My Lords, I thank everyone who has spoken in the debate so far. I thank the noble Earl, Lord Russell, for his proposal about omitting Scotland from the Bill, and the noble Duke, the Duke of Montrose, for his horrified response to the proposal to omit Scotland from the Bill. I am not sure about the debate on Scotland, to be honest, but on balance I think I would keep Scotland in the Bill. I say to the noble Baroness, Lady Jones, that I can see why these amendments would delay the Bill coming into effect, which would not be a bad thing. It would be better if the Bill were not here at all, but, hey, we cannot have everything we want.
The Government have admitted that the Bill will not take a penny off energy bills and will do nothing for energy security, because oil and gas are sold on the international market. The Bill will send precisely the wrong signals to investors about the UK’s commitment to the green transition: Amanda Blanc, chief executive officer of Aviva said that new oil and gas drilling
“puts at … risk the jobs, growth and the additional investment the UK requires to become more climate ready”.
The Bill has been slammed from many quarters, including some surprising ones, such as Theresa May, former Prime Minister. The noble Lord, Lord Browne, former chief executive officer of BP, said it
“is not going to make any difference”
to Britain’s energy security.
Annual licencing rounds will not boost the UK’s economy, as North Sea oil and gas is already in decline, as the Minister confirmed, and over the next decade, in Scotland and England, there will be 25 new jobs in clean energy for every job that is lost in oil and gas. That is what we have to secure: the transition of workers from oil and gas to the new green, clean energy. More extraction in the North Sea will not improve any security or lower energy bills. Remaining reserves are mostly oil, not gas, and 78% of that oil is exported, as it is not in the right form for use in the United Kingdom. The UK is already feeling the devastating impact of climate change, and granting licences simply amplifies the effects. Campaign groups have indicated that the current licences will send “a wrecking ball” through the UK’s climate commitments.
First, I thank noble Lords for their brevity on this group.
Amendment 20 seeks to amend the Bill to exclude Scotland. Of course, the vast majority of offshore oil and gas activity takes place off the coast of Scotland to the benefit of all citizens across the United Kingdom. Excluding Scotland from the scope of the Bill, which I understand is the intention of the amendment, would significantly undermine the benefits that the Bill is intended to create. It would risk causing unnecessary confusion for industry and create considerable complexity for the independent regulator. This is particularly true as we transition towards a low-carbon economy and workforce.

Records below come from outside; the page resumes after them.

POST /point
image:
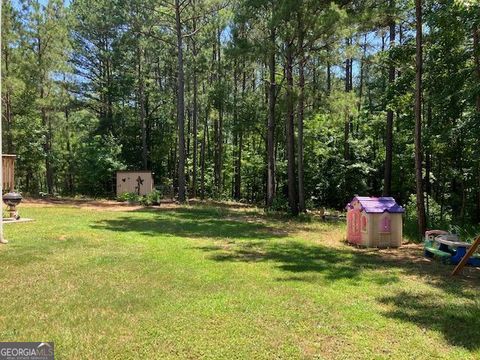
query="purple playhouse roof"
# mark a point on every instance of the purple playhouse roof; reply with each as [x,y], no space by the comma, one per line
[373,205]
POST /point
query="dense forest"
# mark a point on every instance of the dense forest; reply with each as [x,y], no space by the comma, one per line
[295,104]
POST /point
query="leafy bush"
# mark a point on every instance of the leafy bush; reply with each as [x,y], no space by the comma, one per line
[279,204]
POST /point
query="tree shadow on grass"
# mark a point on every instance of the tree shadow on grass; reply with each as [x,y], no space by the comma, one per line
[238,240]
[458,321]
[193,223]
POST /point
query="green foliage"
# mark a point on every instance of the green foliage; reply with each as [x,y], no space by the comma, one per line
[98,157]
[129,197]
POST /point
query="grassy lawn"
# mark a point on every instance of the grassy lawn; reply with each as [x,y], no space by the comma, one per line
[225,282]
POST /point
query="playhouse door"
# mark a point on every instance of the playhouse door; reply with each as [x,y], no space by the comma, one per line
[354,231]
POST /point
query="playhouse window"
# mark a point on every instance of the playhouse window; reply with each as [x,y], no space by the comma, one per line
[364,223]
[385,225]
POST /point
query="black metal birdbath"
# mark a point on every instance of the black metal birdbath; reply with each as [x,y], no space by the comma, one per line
[12,199]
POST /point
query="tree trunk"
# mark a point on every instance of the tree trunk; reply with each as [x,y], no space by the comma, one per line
[476,55]
[292,193]
[271,124]
[300,114]
[387,180]
[346,149]
[141,107]
[329,78]
[202,157]
[418,121]
[195,111]
[180,107]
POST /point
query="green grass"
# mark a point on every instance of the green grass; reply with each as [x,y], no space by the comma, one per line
[218,282]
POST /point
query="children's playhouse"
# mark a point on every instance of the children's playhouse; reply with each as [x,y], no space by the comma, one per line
[374,222]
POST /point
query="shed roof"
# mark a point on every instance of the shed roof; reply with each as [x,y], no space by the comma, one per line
[377,205]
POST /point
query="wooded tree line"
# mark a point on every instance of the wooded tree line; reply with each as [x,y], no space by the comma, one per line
[294,104]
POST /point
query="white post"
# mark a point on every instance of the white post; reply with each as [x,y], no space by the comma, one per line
[2,240]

As I have already mentioned in previous groups, a report by Robert Gordon University found that over 90% of the UK’s oil and gas workforce have medium to high skills transferability to the offshore renewables sector. Many of those, of course, are in Scotland, where OEUK estimates that over 90,000 jobs are supported by the oil and gas industry. If we rush the transition, or create additional uncertainty in the investment environment, we risk losing the jobs and skills that we will need as we scale up the clean technologies needed to realise that crucial net zero target.